Lillemeier holds an undergraduate degree and an MS In biochemistry from the Free University Berlin (Germany) and the Imperial Cancer Research Fund (now Cancer Research UK). He received a PhD in biochemistry from the Imperial Cancer Research Fund and the University College London (UK). He was a postdoctoral fellow at Stanford University (US). He has received numerous awards and honors, including the Dr. Carl Duisberg Stiftung Scholarship (1996), the Böhringer Ingelheim Fonds Scholarship (1997-2000), the Human Frontier Science Program Fellowship (2002-2005), the Rudolph Amd Sletten Developmental Chair (2010), the NIH Director’s New Innovator Award (2012) and the Helen McLoraine Developmental Chair (2013).

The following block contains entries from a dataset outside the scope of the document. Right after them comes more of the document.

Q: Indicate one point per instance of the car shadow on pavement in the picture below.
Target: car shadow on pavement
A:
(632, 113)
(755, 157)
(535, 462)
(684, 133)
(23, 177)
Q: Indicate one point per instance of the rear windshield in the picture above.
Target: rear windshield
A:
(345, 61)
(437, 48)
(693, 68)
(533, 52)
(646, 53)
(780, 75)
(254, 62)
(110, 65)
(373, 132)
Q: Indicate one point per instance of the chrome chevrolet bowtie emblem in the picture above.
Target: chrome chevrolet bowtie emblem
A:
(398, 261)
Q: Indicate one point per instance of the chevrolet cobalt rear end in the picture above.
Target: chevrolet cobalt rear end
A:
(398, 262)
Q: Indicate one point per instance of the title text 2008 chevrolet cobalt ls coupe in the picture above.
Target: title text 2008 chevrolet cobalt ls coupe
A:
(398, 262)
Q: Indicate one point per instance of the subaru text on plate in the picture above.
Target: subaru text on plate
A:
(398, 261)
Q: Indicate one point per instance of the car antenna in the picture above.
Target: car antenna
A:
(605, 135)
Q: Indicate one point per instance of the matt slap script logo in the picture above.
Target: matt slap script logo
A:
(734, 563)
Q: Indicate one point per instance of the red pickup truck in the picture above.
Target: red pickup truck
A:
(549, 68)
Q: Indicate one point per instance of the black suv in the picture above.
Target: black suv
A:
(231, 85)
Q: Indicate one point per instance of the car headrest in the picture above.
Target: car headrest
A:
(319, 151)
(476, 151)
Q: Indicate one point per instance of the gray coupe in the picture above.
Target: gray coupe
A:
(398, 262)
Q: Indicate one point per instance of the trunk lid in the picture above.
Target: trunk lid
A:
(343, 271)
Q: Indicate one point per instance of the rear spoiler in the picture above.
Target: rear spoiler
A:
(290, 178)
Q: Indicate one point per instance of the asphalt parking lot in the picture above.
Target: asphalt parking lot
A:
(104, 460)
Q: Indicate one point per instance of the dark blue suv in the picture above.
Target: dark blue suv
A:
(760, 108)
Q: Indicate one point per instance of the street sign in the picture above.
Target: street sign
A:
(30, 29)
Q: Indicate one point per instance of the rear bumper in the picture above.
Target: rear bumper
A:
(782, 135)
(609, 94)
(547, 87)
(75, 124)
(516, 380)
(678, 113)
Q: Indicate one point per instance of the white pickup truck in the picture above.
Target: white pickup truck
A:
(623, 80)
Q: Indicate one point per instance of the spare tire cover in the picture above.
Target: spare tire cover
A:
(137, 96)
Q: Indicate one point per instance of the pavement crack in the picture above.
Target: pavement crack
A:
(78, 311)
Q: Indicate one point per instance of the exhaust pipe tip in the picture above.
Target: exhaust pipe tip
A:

Lillemeier has developed and adapted cutting-edge microscopy techniques for imaging proteins embedded in the outer membranes of cells. This includes the plasma membrane, which is not an inert shell, but rather a structure that is integral to many cellular processes, making its composition and structure of great interest to many scientists. Lillemeier’s super-resolution imaging approaches have allowed him to see the exact placement of these proteins in the membranes of immune cells, specifically T cells. He has shown that T cells have distinct clusters of crucial proteins in different areas of their membranes. When the cells are activated — in response to an infected or diseased cell — these clusters dramatically rearrange. Clusters of proteins move to different locations in the plasma membrane, break apart or combine to form distinct molecular niches that are essential for appropriate T cell activation. Lillemeier’s observations of the spatial arrangements of proteins in immune cells, and how they change during an immune response, are the most detailed descriptions yet. He is currently working on improving his imaging techniques so he can watch multiple proteins move in real time. His findings will lead to a better understanding of how protein arrangements are misregulated in autoimmune diseases, infections and cancer.